Last week, the governor reopened restaurants to 75 percent, but said bars would stay closed for now.
So why are some open? Because the state threw bars a lifeline in August, and many are taking advantage.
“Feels good to be opening back up after we’ve been closed for about six months,” said Bar Under the Sun owner Ben Lomax.
Lomax is glad to be back in business.
“The state threw a lifeline to restaurants, but those same lifelines weren’t extended to bars,” he said. “Bars have been sloppy dying over six months.”
Another state agency, the Texas Alcoholic Beverage Commission, stepped in to help.
“The TABC helped out, probably right in the nick of time, as a lot of bars were starting to shut down,” he said.
In late August, the TABC changed its rules about how bars and restaurants are licensed. Pre-pandemic, if 51 percent or more of a locale's sales came from alcohol, it was considered a bar.
Now, if you have a commercial kitchen, or partner with an outside vendor, such as a food truck, you're allowed to open at 75 percent capacity, just like a restaurant.
“TABC has been good about that, not requiring a full-on kitchen build-out to get your food and beverage permit,” Lomax said.

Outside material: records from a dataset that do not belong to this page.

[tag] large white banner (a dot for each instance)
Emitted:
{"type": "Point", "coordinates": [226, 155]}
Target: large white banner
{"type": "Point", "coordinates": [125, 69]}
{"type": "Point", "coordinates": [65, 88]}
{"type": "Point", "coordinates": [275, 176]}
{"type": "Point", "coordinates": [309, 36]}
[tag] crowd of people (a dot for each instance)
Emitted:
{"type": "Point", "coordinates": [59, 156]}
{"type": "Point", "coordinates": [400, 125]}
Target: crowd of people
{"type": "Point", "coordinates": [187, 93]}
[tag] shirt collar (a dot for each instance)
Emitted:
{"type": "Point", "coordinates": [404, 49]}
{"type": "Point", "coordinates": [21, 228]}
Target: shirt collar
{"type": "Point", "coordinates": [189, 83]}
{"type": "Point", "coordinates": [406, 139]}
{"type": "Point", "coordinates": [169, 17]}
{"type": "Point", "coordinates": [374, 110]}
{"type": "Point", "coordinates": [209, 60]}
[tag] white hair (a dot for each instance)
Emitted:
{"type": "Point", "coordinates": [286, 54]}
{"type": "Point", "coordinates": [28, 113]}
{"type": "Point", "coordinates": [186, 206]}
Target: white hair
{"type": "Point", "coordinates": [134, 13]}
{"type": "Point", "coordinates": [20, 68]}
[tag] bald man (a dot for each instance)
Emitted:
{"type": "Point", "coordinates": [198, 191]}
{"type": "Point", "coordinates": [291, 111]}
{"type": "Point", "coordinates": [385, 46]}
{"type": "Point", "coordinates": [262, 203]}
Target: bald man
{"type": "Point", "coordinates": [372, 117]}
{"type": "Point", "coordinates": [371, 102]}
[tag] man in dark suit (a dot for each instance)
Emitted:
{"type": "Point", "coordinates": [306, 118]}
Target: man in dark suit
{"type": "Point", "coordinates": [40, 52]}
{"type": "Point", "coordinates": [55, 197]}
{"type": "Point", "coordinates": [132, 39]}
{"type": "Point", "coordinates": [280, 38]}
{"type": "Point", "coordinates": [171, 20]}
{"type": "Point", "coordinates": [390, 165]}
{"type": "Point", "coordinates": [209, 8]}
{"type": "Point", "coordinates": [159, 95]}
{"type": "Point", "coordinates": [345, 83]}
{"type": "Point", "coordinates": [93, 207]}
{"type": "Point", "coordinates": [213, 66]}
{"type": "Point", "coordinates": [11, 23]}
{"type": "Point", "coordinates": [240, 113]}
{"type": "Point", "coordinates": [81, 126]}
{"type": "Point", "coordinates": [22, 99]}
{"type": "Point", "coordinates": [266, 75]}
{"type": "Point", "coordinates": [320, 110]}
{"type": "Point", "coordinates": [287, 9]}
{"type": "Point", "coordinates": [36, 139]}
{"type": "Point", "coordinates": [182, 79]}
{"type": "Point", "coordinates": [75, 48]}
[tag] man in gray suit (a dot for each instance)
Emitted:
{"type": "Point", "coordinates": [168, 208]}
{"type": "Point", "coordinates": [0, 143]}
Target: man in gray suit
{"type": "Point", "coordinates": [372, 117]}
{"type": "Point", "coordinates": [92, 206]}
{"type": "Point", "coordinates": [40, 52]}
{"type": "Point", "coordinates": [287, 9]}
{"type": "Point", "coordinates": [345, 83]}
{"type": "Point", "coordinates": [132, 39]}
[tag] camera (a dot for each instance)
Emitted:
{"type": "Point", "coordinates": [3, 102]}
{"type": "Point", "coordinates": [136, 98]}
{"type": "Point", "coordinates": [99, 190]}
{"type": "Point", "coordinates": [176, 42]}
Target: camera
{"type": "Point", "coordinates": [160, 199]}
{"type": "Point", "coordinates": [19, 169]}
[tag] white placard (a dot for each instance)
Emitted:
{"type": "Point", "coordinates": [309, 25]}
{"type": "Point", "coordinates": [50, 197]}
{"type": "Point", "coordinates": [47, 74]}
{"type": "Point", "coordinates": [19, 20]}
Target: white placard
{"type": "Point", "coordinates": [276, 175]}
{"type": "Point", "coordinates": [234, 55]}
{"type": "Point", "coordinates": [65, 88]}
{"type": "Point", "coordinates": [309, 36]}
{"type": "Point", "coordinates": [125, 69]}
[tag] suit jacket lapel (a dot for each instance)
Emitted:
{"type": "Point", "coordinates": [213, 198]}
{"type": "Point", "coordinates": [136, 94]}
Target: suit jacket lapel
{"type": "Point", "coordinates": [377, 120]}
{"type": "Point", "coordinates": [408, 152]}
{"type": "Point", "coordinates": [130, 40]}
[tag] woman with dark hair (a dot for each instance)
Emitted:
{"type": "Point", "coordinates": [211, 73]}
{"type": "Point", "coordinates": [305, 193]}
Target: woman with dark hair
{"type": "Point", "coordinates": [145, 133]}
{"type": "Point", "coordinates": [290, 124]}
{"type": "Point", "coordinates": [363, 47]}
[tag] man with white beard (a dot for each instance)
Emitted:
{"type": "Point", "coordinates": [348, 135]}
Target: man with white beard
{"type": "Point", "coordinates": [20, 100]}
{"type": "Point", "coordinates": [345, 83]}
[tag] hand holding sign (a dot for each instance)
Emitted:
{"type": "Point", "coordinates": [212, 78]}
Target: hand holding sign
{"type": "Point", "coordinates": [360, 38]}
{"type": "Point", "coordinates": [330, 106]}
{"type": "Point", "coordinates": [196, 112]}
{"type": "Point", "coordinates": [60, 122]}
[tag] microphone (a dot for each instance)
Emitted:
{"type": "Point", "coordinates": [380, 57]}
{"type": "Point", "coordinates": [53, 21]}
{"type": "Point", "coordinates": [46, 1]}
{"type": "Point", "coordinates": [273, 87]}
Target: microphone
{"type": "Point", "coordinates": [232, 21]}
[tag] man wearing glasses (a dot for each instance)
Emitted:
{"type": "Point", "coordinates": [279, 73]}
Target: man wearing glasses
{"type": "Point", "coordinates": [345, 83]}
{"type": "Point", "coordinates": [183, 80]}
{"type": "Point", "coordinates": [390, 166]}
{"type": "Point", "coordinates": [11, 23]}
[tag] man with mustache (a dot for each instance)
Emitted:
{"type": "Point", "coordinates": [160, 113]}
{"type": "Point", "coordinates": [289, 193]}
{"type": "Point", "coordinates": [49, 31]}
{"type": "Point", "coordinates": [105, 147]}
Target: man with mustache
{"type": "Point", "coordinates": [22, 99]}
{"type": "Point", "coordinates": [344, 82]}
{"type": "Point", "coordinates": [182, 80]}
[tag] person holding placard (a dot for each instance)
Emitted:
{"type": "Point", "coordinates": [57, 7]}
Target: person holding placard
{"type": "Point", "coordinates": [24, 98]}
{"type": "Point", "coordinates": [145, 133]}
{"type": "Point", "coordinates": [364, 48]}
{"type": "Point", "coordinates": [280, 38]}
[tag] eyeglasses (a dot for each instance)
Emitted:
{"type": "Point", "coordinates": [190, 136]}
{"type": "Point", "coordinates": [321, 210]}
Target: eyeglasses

Since August, several local bars have applied for the food and beverage certificate. The process takes about two weeks, and requires verification by TABC.
“It was a huge struggle, but we did what we had to do,” said Nueces Brewing Company co-owner Cale Moore. “We had to add a kitchen, and we were able to basically re-license ourselves as a restaurant.”
Under the new rules, 60 percent of sales can come from alcohol. Also, food has to be available whenever the bar is open, and the menu needs at least two options.
“We’ve got the food, we’ve got the beer,” said Moore. “We’re operating as well as we can.”